MHA: Q=32, K=32, V=32 (32 KV pairs)
GQA: Q=32, K=8, V=8 (8 KV pairs, 4x memory reduction)
MQA: Q=32, K=1, V=1 (1 KV pair, 32x memory reduction)
Configuration
model = DecoderModel(
hidden_size=1024,
num_heads=16, # Query heads
num_kv_heads=4, # KV heads (GQA: 4:1 ratio)
)
Sliding Window Attention
Limits attention to recent tokens only, reducing memory for very long sequences.
model = DecoderModel(
hidden_size=512,
num_heads=8,
window_size=256, # Only attend to last 256 tokens
)
Trade-offs
| Window Size | Memory | Long-range Recall |
|---|---|---|
| 128 | Very low | Limited |
| 512 | Low | Good |
| 2048 | Medium | Excellent |
| None | High | Full |
Inference Checklist
- ✅ Use KVCache for autoregressive generation
- ✅ Enable GQA if model supports it (check num_kv_heads)

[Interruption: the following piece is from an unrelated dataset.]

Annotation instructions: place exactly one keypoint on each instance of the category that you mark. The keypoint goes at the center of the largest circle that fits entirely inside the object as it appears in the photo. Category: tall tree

- ✅ Consider sliding window for very long sequences
- ✅ Use appropriate dtype (fp16/bf16 for GPU)
- ✅ Merge LoRA weights before inference (
merge_lora())
Performance Comparison
| Technique | Latency | Memory | Quality |
|---|---|---|---|
| Baseline | 1.0x | 1.0x | 100% |
| + KVCache | 0.3x | ~1.0x | 100% |
| + GQA (4:1) | 0.25x | 0.25x | ~99% |
| + Sliding Window | 0.2x | 0.15x | ~95%* |
*Quality depends on task; long-range dependencies may suffer.